Cartaz do filme "Não! Não Olhe!" (2022)  Foto de um cavalo no ar. É noite e, no céu azul escuro com nuvens, há um cavalo preto no ar, com vários objetos em volta: copos de refrigerante, bonecos de pelúcia, chaves, moedas, óculos e discos de vinil. Tanto o cavalo quanto os objetos estão abaixo de uma nuvem branca e redonda.  Na parte superior central lê-se: "ESCRITO E DIRIGIDO POR JORDAN PEELE". Na parte inferior central estão os nomes dos atores principais: "DANIEL KALUUYA KEKE PALMER STEVEN YEUN". Logo abaixo está o título: "NÃO! NÃO OLHE!". Embaixo, lê-se: "BREVE NOS CINEMAS". "CENAS FILMADAS EM CÂMERAS IMAX". No canto inferior esquerdo há um logo não-identificado e, no direito, está o da Universal Pictures. Tudo está escrito em letras brancas maiúsculas, exceto "IMAX", que está em letras maiúsculas coloridas.


Por Lucas Borba

Consultoria: Vanessa Delfino

Recentemente, o termo “narrativa textão” vem se popularizando para falarmos de um tipo específico de subtexto presente em um filme, uma série ou afins quanto ao Storytelling.
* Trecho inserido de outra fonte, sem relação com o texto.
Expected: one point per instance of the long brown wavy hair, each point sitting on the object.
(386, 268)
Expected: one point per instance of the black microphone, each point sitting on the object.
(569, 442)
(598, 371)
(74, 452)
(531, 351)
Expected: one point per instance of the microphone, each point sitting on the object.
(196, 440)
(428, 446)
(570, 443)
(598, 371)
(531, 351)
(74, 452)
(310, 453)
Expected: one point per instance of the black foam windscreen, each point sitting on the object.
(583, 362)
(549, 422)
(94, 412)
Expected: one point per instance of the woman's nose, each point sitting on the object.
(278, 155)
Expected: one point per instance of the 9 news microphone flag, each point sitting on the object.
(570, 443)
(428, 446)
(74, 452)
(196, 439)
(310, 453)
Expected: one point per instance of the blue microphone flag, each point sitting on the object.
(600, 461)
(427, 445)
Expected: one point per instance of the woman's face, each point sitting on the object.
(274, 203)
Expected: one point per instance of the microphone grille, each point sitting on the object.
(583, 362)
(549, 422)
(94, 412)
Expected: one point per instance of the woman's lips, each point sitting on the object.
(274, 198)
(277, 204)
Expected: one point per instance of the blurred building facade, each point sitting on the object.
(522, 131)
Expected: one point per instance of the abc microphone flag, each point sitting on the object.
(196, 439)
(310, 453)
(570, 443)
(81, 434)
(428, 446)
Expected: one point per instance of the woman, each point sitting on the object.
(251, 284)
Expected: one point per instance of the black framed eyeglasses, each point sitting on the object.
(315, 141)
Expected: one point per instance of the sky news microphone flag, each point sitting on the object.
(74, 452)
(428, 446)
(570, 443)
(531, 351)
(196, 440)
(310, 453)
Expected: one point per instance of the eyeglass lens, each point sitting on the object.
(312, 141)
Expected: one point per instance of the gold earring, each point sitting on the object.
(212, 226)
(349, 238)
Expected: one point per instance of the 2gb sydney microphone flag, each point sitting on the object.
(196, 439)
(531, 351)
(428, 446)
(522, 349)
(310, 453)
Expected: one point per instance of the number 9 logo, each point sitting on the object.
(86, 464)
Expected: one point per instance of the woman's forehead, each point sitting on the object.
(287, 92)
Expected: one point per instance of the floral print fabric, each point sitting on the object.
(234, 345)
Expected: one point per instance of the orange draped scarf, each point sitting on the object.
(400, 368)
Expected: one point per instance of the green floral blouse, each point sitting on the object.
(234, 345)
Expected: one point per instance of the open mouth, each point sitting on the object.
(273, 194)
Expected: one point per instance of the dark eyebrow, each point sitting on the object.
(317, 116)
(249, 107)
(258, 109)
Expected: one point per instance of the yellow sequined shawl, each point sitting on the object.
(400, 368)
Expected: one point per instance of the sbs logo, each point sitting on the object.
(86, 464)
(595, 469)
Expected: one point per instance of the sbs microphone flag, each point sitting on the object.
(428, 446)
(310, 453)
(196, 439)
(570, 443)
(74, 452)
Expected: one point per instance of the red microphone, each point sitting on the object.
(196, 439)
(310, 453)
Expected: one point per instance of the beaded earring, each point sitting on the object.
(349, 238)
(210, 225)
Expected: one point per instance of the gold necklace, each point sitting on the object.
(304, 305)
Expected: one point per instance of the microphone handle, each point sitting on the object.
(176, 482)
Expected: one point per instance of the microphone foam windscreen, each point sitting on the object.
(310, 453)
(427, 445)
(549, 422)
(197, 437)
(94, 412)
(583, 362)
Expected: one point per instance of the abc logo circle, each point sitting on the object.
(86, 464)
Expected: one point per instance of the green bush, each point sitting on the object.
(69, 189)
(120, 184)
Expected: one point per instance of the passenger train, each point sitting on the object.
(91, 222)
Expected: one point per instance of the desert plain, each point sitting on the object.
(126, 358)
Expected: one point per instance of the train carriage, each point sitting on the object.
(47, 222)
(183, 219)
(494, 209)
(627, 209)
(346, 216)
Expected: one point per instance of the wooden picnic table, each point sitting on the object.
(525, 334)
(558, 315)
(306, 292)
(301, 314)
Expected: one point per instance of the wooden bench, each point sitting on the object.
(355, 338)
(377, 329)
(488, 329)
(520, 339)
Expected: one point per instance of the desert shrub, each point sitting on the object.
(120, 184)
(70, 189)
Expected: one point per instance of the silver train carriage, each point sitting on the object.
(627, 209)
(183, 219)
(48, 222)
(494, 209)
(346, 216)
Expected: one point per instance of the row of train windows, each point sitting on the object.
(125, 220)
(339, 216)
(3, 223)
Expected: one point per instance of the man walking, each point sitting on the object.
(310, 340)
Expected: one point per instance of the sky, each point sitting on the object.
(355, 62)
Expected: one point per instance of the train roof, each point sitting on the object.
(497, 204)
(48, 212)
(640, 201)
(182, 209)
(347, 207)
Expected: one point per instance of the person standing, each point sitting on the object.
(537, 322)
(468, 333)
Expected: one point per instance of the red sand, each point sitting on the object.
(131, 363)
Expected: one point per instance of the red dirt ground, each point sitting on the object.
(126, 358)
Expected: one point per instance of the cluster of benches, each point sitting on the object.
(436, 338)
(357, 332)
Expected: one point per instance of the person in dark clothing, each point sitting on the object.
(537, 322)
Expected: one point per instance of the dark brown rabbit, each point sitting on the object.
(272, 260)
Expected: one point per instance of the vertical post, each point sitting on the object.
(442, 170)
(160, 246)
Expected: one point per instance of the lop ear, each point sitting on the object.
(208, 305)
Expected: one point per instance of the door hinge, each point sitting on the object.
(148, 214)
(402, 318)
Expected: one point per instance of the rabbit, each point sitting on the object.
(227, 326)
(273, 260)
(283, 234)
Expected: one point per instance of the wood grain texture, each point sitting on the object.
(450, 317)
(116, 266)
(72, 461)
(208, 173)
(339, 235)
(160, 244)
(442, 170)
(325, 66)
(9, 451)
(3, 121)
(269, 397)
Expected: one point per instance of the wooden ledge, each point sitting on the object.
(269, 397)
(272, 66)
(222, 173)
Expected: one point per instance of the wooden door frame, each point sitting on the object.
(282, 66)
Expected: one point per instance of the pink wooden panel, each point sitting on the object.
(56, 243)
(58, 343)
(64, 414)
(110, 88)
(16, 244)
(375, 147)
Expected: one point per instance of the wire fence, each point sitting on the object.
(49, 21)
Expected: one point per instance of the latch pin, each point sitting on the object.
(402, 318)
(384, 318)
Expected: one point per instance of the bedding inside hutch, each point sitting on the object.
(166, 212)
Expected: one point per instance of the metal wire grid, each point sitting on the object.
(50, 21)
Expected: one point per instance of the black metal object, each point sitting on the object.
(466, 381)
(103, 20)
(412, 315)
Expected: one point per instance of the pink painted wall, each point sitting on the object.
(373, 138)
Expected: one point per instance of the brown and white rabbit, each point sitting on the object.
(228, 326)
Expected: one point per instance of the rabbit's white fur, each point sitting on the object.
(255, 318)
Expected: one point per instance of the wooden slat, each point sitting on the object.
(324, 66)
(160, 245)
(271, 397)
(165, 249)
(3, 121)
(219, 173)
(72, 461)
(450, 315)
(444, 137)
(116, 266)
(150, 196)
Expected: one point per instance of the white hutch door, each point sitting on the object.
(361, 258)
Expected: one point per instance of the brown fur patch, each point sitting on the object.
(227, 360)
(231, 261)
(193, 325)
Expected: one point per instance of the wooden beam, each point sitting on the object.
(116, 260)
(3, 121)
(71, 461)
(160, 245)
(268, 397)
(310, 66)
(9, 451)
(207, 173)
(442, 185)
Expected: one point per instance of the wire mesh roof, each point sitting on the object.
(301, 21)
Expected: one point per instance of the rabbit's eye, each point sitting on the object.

Via de regra, “narrativas textão” apresentam, em primeira instância, um conteúdo de fácil percepção, explícito - aquele bem óbvio e exposto claramente nas linhas gerais de introdução, desenvolvimento e conclusão da trama -, e outra camada mais profunda e implícita, que traz em seu subtexto alguma crítica social ou reflexão velada e eventualmente possibilita que a mesma história seja interpretada de formas diferentes.

Narrativas assim são as minhas prediletas, não apenas porque permitem uma união plena entre o entretenimento e a cultura – a arte, creio eu, em seu maior potencial -, mas porque nesse processo ampliam o escopo do público passível de ser impactado pela obra e facilitam a comunhão e a troca de conhecimentos entre pessoas de perfil e realidades distintas. A partir do momento em que o “textão” começa a quebrar o ritmo da narrativa sem um bom senso de sentido, porém, temos um problema, e é justamente isso o que acontece em “Não! Não olhe”, novo filme de terror do diretor Jordan Peele, dos excelentes “Corra!” (2017) e “Nós” (2019), em cartaz nos cinemas.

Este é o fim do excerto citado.